One New Yorker who plans to stay in school is Peter Loney, a forward on the men's basketball team at Damaen College in Amherst, NY. "I planned to get a master's degree anyway," Loney says. "I think I'll definitely be more prepared with the 150-hour degree as opposed to the 120-hour degree."
At Villanova, faculty and administrators are working hard to ease the transition for students. "We are going into undergraduate courses, and the faculty are talking about it," Villanova's associate dean Bob Bonner told AccountingWEB. "Villanova has had graduate accounting programs in place since 2000, but at the School of Business, we are continuing to look at enhancements."

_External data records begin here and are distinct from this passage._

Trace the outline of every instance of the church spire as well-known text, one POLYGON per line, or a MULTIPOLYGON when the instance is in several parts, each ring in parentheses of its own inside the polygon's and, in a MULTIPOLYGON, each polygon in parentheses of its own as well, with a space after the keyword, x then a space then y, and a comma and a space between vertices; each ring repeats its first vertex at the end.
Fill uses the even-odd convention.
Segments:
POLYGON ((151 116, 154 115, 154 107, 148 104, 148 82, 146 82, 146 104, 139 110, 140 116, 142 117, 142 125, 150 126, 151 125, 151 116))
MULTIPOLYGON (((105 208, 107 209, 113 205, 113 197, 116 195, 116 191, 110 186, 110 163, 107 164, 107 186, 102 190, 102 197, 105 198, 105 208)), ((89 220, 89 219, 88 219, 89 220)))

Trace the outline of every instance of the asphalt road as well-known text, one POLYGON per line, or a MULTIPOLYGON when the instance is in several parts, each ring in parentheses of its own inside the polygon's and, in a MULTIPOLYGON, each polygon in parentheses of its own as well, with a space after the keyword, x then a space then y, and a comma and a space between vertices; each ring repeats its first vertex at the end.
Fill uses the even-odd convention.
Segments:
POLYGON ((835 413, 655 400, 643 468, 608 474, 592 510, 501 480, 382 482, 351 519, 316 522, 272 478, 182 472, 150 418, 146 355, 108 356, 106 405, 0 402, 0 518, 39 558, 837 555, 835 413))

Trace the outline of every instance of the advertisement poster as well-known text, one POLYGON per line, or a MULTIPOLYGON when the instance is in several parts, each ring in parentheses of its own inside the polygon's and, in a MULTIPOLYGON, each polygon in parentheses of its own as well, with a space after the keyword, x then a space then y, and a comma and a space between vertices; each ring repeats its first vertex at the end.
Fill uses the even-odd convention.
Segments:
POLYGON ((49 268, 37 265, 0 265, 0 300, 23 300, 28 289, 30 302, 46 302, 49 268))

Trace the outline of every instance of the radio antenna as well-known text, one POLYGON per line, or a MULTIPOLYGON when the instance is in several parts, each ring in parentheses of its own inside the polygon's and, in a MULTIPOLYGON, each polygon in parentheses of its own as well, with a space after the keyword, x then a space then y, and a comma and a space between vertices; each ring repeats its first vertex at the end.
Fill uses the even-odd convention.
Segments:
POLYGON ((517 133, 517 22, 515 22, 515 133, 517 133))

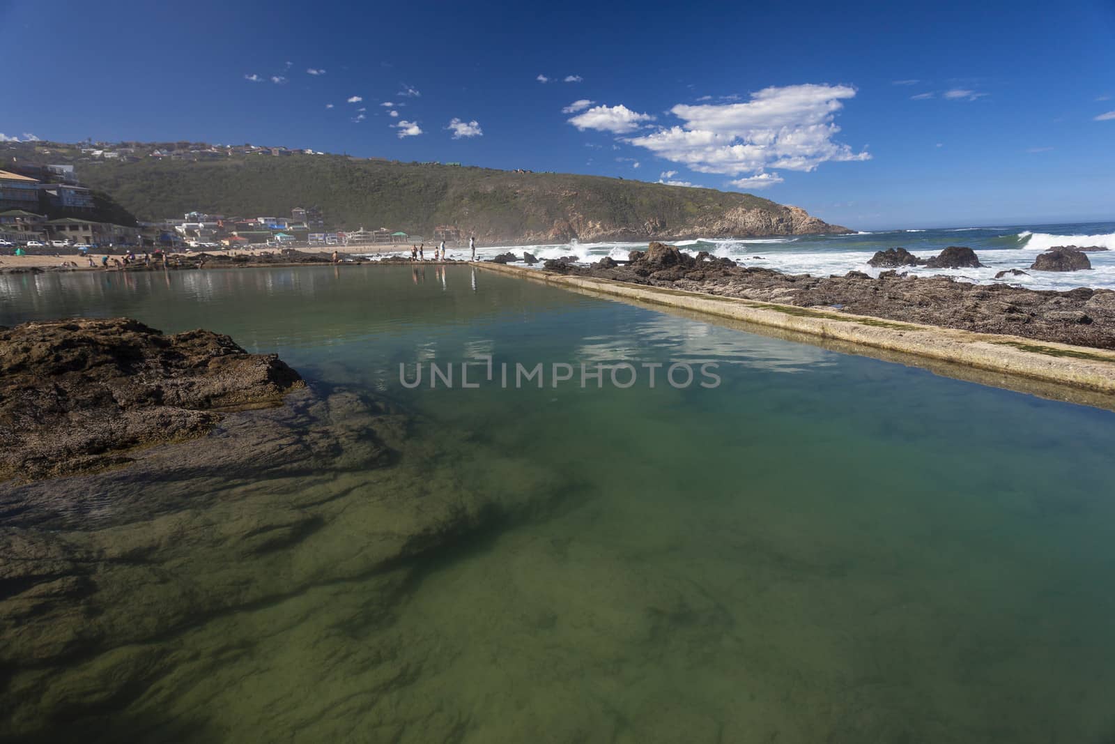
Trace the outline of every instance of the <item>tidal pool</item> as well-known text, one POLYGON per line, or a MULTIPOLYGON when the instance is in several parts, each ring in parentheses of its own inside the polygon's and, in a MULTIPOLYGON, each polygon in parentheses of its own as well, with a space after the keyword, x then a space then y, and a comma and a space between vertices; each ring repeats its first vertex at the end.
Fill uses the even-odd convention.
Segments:
POLYGON ((1111 412, 467 267, 0 277, 76 315, 314 397, 0 486, 0 737, 1115 741, 1111 412))

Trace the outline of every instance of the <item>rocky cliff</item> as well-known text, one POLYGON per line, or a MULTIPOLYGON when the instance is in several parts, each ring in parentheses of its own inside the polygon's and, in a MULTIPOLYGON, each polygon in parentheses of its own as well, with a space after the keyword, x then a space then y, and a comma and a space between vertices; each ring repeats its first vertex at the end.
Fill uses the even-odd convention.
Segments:
POLYGON ((142 220, 200 210, 289 215, 319 206, 328 226, 430 239, 455 225, 482 244, 844 233, 753 194, 565 173, 331 155, 80 163, 83 180, 142 220))

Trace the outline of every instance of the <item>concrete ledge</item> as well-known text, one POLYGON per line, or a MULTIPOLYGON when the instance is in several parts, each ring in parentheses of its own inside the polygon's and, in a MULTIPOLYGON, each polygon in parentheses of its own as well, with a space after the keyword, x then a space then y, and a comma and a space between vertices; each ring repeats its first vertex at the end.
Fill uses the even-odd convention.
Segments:
POLYGON ((475 262, 472 265, 565 289, 682 308, 756 326, 793 331, 805 337, 846 341, 862 347, 1072 386, 1105 396, 1115 395, 1115 351, 1105 349, 1037 341, 1017 336, 977 334, 954 328, 856 316, 836 310, 799 308, 794 305, 644 287, 608 279, 571 277, 498 263, 475 262))

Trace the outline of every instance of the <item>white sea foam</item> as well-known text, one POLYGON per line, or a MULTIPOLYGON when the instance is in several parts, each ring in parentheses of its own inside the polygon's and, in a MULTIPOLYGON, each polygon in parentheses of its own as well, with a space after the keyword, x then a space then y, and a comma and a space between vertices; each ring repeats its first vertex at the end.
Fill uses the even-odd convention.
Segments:
POLYGON ((1047 232, 1030 232, 1029 230, 1018 233, 1019 241, 1025 241, 1025 247, 1038 251, 1047 251, 1055 245, 1076 245, 1077 248, 1106 248, 1115 250, 1115 232, 1106 235, 1051 235, 1047 232))

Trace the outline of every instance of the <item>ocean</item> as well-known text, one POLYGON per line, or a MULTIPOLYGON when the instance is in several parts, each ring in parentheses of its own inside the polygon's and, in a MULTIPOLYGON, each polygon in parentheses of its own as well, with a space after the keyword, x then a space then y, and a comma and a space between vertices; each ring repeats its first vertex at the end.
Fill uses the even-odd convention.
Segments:
MULTIPOLYGON (((959 281, 993 283, 1005 281, 1029 289, 1068 290, 1077 287, 1115 289, 1115 222, 1079 222, 1068 224, 1000 225, 988 228, 938 228, 932 230, 864 231, 849 235, 796 235, 786 238, 707 236, 677 241, 678 248, 697 253, 708 251, 744 265, 775 269, 786 273, 813 276, 844 274, 863 271, 878 276, 885 269, 867 265, 875 251, 905 248, 919 258, 937 255, 949 245, 971 248, 986 264, 983 269, 903 269, 919 277, 948 276, 959 281), (1089 252, 1090 271, 1029 272, 1035 257, 1055 245, 1107 248, 1089 252), (996 280, 1006 269, 1021 269, 1029 276, 1012 276, 996 280)), ((497 253, 530 251, 539 259, 576 255, 582 261, 599 261, 605 255, 627 259, 633 250, 644 249, 646 242, 555 243, 550 245, 501 245, 482 248, 477 258, 489 259, 497 253)), ((464 251, 459 252, 460 254, 464 251)), ((460 258, 450 250, 450 258, 460 258)))

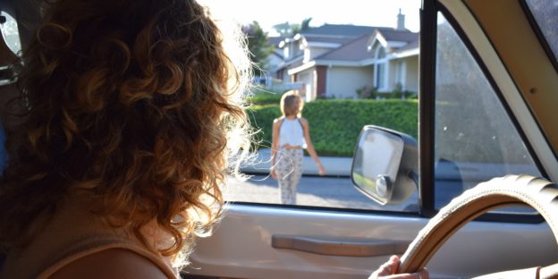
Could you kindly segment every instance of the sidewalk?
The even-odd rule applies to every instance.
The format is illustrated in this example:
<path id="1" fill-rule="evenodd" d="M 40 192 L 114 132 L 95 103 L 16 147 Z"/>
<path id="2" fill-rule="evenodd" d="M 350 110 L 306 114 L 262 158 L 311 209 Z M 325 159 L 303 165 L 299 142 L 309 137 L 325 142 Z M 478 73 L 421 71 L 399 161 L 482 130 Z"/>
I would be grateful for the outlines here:
<path id="1" fill-rule="evenodd" d="M 320 156 L 320 161 L 326 168 L 326 175 L 351 176 L 351 157 Z M 303 174 L 317 175 L 317 167 L 309 156 L 304 156 Z M 269 173 L 271 167 L 271 149 L 263 148 L 252 158 L 251 162 L 242 164 L 241 170 L 247 173 Z"/>

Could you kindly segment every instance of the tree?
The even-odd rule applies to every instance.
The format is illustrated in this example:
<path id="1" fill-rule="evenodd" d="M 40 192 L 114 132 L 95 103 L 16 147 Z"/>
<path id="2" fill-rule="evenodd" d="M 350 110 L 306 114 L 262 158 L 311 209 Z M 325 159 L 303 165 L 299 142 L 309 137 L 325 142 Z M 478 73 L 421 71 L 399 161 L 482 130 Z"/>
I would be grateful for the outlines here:
<path id="1" fill-rule="evenodd" d="M 264 32 L 256 21 L 243 26 L 242 32 L 248 38 L 250 59 L 257 65 L 254 69 L 255 74 L 262 75 L 262 72 L 267 67 L 269 55 L 274 51 L 275 46 L 269 43 L 267 32 Z"/>
<path id="2" fill-rule="evenodd" d="M 300 33 L 310 27 L 310 21 L 312 18 L 307 18 L 299 23 L 289 23 L 289 21 L 285 21 L 283 23 L 275 24 L 273 28 L 279 33 L 281 37 L 292 37 L 298 33 Z"/>

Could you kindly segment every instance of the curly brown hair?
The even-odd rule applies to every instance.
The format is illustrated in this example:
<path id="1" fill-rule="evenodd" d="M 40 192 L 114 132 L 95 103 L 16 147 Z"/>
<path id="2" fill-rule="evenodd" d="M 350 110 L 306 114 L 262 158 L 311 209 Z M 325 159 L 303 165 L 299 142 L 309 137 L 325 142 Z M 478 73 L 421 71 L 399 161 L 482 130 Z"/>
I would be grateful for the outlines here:
<path id="1" fill-rule="evenodd" d="M 85 189 L 144 244 L 156 220 L 173 238 L 163 255 L 189 248 L 220 216 L 229 135 L 247 139 L 249 65 L 193 0 L 57 0 L 43 14 L 22 56 L 29 111 L 8 140 L 0 244 L 25 243 Z"/>

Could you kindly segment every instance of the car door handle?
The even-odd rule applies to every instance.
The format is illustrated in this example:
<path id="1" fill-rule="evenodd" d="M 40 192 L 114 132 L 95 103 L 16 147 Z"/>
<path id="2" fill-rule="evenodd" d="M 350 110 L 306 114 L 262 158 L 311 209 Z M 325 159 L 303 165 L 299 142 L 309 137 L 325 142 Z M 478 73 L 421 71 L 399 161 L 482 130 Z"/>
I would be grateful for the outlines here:
<path id="1" fill-rule="evenodd" d="M 271 246 L 314 254 L 349 257 L 377 257 L 402 254 L 410 241 L 274 234 Z"/>

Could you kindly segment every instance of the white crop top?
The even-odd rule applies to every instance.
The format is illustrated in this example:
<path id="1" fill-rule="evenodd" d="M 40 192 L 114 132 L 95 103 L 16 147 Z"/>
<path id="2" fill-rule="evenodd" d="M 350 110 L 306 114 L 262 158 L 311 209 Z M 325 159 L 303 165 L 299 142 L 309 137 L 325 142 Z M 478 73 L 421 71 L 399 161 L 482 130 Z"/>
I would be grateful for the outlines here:
<path id="1" fill-rule="evenodd" d="M 306 148 L 304 130 L 302 129 L 300 119 L 283 119 L 283 123 L 279 128 L 279 146 L 282 147 L 285 144 L 300 146 Z"/>

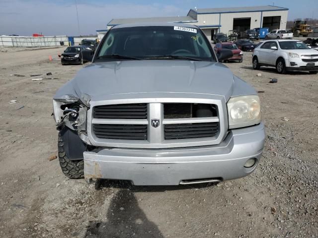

Bonner plans to meet with the larger firms in the Philadelphia area "who also have a vested interest in making this transition," he says, to come up with solutions and ideas "so that the students don't have to have the conversation." Villanova, which has a large number of students entering as freshmen with advanced placement credits, is considering a range of additional avenues to the 150 credits that could include a nine-month compressed program for students who can begin their program in their senior year.
As coordinator of the advanced accounting courses at the Zicklin School of Business at Baruch College of the City of New York, Associate Professor Donal Byard says he, "tried to make sure that all instructors in these courses informed students early about the impending changes in the requirements to sit for the CPA exam in New York," according to the school's news site, The Ticker.com.
About 450 accounting majors graduate from Baruch each year preparing for the CPA exam. According to the chair of the department, Professor Masako Darrough, the department is proposing a revised program, that would allow for more flexibility for students pursuing the major. The program that used to require 33 undergraduate credits to meet New York's current 124 hour requirement might require fewer credits if the proposal is put into action, allowing for extra master's level classes.
A hallmark of Pennsylvania's new law, according to Governor Rendell, is that it permits "increased CPA mobility to practice across state lines." Accounting graduates from Villanova practice in New York and New Jersey, Bonner says, and the requirement is becoming standard. Currently, only six jurisdictions do not have the 150 hour requirement in place: California, Colorado, Delaware, New Hampshire, Vermont and the Virgin Islands.
Twenty-two states allow candidates to sit at 120 hrs, but require 150 for certification. They are: AK, AZ, CT, FL, GA, HI, ID, IA, KY, MA, ME, MI, MN, MO, NC, ND, NJ, RI, SC, VA, and WA. Pennsylvania can be added to this list, but the 150-hour is still optional until 2012.